Re: Chinese elm discoloured leaves

Posted: September 29th, 2016, 2:46 pm
by Firecat
Hi Ben.
Going out on a limb sort of.
Hold on a week or so with the lighter tree.
It may just have it's seasons out of wack.
Some Chinese keep the leaves and some don't...My little tacker kept it's leaves this winter but lost them or 70% the winter before and was bare rooted and bald when I purchased it.
Being new shoots though is a bit of a new one.
I do have an English that yellows up when budding and greens up in a week or so.
The leaf shape is good with no curl or frayed edges and there seems to be no scale or and minute infestation present.
possibly a root has tapped onto a bit of concentrated fertilizer and this is following a vein (not the right term I know) to that part of the tree.
Steve.

Re: Chinese elm discoloured leaves

Posted: September 29th, 2016, 4:54 pm
by ben17487
Thanks for the help guys, I'll do both, try a broader range of ferts and see what happens in time. I am already using 3-4 different brands of fertilizer, 2 different liquids and 2 different slow release. Along with seasol.

Cheers
Ben

Re: Chinese elm discoloured leaves

Posted: September 29th, 2016, 5:03 pm
by longd_au
Is your soil constantly wet?
I sometime see this when my soil is constantly wet for too long. It usually disappear as the weather gets drier.

Re: Chinese elm discoloured leaves

Posted: September 29th, 2016, 6:36 pm
by ben17487
longd_au wrote:Is your soil constantly wet?
I sometime see this when my soil is constantly wet for too long. It usually disappear as the weather gets drier.
Hmm that's something I'll keep an eye on, usually just the top dries out a bit between waterings, so I imagine there would still be a bit of moister beneath. I never know how much to let my soil dry out, I know junipers like it dryer than deciduous trees so I tend to keep my elms and maples a little wetter. May be doing it all wrong...

Cheers!

Re: Chinese elm discoloured leaves

Posted: September 29th, 2016, 6:47 pm
by shibui
It is possible that this is just different genes in the 2 plants but more likely a mineral deficiency as tgward has suggested.
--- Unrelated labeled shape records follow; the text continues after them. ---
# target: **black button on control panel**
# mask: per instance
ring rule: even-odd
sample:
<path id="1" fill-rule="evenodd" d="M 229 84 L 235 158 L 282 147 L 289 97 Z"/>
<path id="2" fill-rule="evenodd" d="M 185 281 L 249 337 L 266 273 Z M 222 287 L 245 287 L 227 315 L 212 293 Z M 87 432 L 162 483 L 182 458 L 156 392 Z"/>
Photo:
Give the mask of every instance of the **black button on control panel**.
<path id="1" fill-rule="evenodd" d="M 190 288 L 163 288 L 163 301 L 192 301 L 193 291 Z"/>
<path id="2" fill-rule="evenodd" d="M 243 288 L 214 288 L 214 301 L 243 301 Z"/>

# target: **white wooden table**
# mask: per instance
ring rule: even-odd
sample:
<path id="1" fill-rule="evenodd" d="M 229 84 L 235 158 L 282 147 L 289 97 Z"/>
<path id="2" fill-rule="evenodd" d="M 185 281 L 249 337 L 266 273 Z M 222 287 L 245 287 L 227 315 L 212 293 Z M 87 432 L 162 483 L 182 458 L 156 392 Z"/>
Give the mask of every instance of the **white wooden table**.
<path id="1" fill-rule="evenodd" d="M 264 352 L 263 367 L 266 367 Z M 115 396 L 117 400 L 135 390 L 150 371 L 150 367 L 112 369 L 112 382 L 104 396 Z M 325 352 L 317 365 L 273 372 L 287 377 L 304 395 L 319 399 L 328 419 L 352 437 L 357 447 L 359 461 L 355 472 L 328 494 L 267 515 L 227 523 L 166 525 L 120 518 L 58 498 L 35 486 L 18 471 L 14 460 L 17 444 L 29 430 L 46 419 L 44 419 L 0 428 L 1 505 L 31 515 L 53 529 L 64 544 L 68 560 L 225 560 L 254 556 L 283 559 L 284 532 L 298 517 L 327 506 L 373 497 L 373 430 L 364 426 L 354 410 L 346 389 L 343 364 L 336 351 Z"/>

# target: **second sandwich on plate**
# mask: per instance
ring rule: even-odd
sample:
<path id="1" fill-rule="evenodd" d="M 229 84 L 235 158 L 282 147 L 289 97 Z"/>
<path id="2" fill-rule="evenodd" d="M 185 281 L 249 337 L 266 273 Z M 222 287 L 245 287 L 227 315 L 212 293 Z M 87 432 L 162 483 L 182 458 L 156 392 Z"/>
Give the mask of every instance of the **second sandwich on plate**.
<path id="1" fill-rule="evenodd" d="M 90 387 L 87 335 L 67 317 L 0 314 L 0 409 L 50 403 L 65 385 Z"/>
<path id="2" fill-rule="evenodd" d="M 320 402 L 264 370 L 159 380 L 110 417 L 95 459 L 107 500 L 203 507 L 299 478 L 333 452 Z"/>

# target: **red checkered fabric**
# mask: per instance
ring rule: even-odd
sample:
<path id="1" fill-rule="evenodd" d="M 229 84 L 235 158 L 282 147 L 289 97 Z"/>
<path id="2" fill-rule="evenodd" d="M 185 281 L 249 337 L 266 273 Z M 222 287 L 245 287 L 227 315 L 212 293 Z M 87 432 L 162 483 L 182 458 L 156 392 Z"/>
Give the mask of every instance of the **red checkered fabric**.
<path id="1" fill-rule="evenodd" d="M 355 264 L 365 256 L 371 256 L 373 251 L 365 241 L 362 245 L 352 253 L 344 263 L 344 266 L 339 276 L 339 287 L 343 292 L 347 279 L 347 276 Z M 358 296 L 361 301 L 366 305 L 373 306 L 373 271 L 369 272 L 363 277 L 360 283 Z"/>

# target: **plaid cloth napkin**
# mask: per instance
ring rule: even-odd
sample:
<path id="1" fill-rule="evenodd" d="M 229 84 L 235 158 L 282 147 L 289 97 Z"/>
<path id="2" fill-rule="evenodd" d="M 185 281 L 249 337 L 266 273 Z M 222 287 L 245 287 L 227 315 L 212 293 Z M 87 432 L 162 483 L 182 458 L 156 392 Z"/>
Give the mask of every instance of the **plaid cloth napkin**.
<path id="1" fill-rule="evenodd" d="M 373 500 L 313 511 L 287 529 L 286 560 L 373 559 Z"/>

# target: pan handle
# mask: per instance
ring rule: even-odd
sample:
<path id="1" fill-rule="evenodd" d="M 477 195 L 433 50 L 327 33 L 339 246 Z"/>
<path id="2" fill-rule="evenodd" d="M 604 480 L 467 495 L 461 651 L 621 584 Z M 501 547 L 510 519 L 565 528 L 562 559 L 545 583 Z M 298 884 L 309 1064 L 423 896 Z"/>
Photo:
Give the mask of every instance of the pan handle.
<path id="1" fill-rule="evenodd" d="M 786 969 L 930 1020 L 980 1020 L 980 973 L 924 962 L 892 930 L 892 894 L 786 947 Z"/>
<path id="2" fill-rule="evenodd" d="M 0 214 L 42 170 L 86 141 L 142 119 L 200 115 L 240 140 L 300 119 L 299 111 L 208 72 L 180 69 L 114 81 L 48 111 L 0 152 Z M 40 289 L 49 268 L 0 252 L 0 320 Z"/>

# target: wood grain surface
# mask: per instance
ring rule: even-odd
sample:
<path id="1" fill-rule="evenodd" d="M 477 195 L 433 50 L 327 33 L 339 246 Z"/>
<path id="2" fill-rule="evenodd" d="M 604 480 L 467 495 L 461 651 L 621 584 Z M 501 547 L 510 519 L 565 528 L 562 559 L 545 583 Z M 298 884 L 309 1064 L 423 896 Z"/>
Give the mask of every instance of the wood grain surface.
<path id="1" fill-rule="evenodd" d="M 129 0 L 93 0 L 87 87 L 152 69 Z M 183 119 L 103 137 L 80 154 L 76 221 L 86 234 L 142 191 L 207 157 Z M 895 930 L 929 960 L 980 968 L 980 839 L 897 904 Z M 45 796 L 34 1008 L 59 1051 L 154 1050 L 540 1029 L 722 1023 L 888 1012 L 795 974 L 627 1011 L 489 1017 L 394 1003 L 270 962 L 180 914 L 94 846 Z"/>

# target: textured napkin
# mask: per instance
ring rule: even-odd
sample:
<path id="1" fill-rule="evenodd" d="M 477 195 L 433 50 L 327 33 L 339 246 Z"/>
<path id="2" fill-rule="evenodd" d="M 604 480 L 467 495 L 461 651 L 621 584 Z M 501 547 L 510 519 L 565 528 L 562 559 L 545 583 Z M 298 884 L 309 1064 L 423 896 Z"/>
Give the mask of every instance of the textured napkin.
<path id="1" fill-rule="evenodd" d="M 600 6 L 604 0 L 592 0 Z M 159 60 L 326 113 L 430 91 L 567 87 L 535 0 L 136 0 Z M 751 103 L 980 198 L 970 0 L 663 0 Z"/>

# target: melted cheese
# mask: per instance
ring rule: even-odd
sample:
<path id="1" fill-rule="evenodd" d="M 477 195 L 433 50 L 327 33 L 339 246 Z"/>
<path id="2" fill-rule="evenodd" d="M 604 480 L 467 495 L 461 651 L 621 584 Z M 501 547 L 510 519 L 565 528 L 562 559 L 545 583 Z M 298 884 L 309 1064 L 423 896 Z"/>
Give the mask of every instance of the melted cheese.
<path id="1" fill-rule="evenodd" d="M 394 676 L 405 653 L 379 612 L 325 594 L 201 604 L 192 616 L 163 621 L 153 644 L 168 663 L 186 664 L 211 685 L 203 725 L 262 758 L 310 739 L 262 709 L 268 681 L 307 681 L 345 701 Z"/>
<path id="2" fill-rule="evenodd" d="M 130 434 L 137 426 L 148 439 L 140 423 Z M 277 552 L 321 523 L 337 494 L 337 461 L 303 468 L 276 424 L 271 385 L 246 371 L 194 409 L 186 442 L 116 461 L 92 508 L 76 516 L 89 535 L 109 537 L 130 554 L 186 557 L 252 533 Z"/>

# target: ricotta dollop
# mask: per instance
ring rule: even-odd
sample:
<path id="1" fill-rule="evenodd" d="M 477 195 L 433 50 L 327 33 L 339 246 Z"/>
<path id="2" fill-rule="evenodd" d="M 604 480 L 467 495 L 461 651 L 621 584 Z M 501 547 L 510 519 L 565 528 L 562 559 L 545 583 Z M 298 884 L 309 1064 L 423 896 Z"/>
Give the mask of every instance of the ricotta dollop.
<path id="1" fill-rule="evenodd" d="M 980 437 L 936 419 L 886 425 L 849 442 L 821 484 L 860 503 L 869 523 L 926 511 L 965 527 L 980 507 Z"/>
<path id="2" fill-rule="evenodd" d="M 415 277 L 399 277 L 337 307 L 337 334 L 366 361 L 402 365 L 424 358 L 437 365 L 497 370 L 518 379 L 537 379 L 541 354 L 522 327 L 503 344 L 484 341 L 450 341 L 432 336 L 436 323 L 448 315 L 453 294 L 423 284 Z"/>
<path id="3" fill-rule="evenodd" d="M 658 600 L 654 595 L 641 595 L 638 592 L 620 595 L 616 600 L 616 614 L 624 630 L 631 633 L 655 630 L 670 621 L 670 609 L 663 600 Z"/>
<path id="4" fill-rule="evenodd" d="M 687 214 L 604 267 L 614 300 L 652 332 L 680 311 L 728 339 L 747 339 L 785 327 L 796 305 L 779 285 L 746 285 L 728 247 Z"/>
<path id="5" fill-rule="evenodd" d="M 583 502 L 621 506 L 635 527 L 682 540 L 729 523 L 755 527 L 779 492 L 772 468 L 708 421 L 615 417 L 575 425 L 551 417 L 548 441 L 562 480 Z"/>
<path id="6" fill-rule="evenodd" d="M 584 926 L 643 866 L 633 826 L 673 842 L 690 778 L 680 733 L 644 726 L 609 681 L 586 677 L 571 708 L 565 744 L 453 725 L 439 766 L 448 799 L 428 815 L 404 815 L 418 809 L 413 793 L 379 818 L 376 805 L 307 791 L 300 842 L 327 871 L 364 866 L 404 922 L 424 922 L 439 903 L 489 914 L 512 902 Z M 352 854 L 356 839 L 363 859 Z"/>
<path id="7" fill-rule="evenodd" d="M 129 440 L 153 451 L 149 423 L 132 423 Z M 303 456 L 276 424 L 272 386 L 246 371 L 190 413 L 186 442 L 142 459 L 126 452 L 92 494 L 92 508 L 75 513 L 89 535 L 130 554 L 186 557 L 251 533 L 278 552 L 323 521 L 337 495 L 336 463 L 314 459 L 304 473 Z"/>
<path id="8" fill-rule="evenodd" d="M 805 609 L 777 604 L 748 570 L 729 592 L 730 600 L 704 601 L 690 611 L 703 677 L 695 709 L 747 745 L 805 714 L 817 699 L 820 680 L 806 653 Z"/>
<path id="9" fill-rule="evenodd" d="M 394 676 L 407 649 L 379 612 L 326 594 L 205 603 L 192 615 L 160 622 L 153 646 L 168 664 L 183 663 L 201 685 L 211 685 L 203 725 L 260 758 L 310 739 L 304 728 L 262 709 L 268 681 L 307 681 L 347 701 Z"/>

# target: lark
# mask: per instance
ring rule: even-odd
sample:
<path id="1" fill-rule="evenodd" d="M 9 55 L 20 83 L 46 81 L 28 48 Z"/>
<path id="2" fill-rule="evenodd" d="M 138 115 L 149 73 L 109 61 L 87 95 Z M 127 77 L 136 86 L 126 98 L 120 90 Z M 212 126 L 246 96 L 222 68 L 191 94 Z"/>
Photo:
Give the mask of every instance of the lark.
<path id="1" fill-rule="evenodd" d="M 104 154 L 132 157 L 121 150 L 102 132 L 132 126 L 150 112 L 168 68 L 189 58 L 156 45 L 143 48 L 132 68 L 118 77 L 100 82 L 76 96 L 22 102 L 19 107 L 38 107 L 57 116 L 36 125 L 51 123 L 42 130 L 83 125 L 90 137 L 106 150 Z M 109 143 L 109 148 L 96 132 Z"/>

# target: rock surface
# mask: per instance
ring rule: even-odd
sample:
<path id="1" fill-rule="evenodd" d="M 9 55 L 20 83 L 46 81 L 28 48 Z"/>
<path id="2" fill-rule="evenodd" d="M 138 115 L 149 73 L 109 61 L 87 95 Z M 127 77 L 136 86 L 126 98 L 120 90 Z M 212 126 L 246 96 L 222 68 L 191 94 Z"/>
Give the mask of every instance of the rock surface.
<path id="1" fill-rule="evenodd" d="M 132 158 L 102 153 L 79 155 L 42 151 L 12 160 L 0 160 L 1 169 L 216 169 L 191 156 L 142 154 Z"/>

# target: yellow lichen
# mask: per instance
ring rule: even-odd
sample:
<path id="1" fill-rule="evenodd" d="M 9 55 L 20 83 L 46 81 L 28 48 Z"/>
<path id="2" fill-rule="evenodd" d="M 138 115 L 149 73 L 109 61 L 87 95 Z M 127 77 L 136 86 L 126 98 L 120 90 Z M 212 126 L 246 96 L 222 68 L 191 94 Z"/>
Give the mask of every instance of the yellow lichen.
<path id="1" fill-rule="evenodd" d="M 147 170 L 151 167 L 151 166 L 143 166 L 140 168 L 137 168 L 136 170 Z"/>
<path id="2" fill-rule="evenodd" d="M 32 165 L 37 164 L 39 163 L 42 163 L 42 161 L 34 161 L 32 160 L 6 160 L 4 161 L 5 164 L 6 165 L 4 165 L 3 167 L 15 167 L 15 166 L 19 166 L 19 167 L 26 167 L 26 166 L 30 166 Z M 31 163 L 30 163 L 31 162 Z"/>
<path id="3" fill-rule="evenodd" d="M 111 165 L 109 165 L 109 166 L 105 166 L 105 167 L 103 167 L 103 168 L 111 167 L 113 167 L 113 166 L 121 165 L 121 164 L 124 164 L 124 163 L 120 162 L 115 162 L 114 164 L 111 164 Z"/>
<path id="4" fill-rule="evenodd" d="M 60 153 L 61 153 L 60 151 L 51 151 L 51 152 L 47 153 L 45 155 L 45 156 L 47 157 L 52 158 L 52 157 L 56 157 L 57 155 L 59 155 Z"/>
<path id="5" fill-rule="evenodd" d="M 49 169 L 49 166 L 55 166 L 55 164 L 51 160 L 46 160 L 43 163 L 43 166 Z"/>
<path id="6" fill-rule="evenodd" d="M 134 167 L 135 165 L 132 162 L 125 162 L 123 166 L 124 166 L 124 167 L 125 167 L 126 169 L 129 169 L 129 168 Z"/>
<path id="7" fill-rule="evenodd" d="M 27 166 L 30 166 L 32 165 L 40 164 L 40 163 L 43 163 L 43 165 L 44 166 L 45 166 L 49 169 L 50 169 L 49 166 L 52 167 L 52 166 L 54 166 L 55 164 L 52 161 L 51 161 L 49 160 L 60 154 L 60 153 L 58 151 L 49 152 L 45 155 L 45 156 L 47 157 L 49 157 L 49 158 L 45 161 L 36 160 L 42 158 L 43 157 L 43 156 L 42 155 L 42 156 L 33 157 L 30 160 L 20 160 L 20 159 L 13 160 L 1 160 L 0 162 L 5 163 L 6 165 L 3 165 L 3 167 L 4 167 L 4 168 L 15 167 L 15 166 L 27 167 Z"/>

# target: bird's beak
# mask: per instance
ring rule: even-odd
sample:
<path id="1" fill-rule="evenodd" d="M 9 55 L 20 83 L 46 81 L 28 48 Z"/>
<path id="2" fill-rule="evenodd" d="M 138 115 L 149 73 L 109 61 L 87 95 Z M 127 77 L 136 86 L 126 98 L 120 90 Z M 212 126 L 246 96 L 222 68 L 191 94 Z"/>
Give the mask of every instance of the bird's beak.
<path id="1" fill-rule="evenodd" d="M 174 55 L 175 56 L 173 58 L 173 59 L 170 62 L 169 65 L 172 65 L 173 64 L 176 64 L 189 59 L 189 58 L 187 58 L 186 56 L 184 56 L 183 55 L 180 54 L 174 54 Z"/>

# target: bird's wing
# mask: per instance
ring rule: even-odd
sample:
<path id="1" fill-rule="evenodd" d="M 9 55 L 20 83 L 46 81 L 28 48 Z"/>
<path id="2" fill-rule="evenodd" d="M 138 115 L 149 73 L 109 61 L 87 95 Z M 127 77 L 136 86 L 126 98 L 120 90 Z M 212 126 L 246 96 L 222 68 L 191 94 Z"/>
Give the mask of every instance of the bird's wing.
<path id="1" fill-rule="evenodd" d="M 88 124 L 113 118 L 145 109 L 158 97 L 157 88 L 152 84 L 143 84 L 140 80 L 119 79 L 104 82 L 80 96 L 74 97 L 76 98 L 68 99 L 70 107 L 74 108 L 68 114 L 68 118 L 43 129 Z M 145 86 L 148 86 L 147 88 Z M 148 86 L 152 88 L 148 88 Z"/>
Re: Chinese elm discoloured leaves

Posted: September 29th, 2016, 7:45 pm
by ben17487
shibui wrote:It is possible that this is just different genes in the 2 plants but more likely a mineral deficiency as tgward has suggested.
In the previous growing season the two had identical foliage, and in fact have both receive the same ferts so would this not cancel out the lack of nutrients? If one is showing no signs of discolouration that is..

Cheers

Re: Chinese elm discoloured leaves

Posted: September 29th, 2016, 7:52 pm
by tgward
just a theory--- same fert in different size pots?--- or different root development or....???